April 29, 2012 | Phyllis Greenberger
When most people read about women’s health and hormones, they assume it will be a piece about birth control pills or a study on menopausal hormone therapies. Many fail to realize that hormones have physiological effects far beyond the reproductive, with impacts on every major body system of females and males. A disruption or dysfunction in one hormone system can trickle down into other hormone systems and other body systems. Basic and clinical research are recognizing and factoring in these system-wide impacts in novel ways, including new research that has the potential to improve the health of our military service members and veterans.

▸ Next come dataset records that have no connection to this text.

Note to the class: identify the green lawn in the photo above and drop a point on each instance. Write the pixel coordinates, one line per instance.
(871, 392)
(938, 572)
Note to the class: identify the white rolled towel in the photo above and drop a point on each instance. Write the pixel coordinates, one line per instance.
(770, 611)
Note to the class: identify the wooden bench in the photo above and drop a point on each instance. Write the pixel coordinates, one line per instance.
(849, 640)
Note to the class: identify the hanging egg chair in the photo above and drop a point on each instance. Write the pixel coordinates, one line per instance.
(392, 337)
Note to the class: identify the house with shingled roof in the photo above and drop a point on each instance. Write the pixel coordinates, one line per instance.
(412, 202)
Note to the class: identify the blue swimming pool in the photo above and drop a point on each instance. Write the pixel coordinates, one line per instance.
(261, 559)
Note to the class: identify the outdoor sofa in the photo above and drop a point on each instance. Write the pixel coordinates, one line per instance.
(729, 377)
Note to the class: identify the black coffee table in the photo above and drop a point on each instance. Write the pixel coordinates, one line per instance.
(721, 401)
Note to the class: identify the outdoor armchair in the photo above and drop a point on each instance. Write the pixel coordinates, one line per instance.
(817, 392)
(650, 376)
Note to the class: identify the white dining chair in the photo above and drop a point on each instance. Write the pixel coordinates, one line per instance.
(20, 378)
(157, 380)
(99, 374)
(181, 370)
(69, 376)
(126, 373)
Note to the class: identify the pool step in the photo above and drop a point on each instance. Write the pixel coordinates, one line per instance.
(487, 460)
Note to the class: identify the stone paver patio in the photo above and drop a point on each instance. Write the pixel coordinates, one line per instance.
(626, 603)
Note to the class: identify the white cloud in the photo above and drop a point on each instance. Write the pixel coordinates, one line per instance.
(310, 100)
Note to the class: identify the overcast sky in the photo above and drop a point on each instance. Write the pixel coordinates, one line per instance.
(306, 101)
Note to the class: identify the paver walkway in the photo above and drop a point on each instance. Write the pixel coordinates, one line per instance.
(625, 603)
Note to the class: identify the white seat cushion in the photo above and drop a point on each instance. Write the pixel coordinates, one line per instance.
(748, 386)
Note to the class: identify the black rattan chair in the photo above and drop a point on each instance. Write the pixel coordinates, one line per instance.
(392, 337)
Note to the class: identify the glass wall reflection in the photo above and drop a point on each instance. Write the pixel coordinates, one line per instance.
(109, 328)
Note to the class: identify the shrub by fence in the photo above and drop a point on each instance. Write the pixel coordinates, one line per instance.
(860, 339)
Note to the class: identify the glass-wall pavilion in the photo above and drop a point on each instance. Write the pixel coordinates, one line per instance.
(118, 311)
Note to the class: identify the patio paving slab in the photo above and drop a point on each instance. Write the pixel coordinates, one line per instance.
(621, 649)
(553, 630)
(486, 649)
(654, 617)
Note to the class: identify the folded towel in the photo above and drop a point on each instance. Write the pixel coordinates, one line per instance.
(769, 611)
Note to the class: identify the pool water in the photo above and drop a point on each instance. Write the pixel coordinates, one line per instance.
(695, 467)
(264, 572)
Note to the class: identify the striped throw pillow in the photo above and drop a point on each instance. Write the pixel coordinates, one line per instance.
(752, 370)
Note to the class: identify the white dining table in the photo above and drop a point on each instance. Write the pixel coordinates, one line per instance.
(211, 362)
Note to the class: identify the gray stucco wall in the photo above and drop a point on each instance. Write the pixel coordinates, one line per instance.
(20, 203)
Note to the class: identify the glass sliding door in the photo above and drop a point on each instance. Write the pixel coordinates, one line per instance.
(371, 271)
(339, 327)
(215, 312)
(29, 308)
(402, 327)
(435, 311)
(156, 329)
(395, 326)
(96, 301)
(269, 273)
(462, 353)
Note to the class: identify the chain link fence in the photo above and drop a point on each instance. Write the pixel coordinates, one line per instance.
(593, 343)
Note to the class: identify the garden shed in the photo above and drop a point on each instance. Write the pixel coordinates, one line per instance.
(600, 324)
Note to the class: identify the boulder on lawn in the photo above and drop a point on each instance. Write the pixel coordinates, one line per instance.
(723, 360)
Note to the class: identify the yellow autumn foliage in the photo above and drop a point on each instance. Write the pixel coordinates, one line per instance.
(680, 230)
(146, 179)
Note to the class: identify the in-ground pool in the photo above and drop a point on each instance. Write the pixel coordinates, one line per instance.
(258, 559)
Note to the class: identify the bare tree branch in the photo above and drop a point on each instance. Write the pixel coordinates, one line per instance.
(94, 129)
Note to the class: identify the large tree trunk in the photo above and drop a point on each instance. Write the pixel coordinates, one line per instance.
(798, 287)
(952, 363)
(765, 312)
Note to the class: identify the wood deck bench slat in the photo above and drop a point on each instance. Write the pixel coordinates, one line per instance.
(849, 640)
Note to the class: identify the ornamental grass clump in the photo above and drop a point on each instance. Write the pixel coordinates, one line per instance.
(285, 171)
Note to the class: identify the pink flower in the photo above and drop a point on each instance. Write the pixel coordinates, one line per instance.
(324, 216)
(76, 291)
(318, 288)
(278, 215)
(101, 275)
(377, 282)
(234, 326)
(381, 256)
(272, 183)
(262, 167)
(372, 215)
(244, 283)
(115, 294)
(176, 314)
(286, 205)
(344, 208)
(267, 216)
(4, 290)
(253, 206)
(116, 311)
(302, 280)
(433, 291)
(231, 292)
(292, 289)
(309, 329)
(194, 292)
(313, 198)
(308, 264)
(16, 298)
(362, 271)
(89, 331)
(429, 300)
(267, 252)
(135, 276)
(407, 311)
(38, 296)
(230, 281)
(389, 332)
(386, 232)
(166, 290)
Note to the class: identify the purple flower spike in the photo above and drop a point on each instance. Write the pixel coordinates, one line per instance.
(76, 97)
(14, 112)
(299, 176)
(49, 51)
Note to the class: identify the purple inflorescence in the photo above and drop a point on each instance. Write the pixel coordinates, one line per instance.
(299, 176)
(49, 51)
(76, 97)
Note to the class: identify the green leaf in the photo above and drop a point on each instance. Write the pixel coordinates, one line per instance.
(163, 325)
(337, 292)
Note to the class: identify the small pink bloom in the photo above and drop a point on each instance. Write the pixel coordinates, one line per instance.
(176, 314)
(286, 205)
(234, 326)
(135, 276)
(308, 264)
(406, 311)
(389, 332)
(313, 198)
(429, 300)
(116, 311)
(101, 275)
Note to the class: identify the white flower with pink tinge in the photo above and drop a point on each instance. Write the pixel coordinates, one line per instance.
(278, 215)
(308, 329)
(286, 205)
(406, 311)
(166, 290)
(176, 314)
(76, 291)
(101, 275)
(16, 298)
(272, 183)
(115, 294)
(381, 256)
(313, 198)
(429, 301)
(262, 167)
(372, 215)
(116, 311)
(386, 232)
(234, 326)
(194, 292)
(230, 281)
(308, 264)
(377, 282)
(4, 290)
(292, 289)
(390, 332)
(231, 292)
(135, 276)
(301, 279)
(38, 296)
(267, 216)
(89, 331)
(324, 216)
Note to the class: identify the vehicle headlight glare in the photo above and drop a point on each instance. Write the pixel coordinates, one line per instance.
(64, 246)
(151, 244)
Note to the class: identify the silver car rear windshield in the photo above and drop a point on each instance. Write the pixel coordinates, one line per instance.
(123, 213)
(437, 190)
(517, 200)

Perhaps some of the most exciting research in this area is the effect progesterone, a sex hormone associated with females, elevated during pregnancy, but also present naturally in males, may have on protection of brain cells. Promising research shows that progesterone may have the potential to save brain tissue after an injury—potentially setting the stage for a first in class treatment to stop the loss of brain cells after a blast, altering the detrimental sequence of events that happen after a Traumatic Brain Injury (TBI). Differences have been seen in outcomes even as a function of monthly fluctuations of progesterone noted during the menstrual cycle. Progesterone can dramatically reduce brain swelling in males and females, can act as an anti-inflammatory and anti-oxidant, and can stimulate expression of growth factors in response to injury.
TBI is not the only area where innovative hormone diagnostics and research may contribute to improved health outcomes. Links between hormonal networks and depression, post-traumatic stress disorder, and complex wound healing, among others, recognize the importance of hormones, and the differences that will naturally present between men and women. Hormone levels can protect health or precipitate disease. Hormones matter.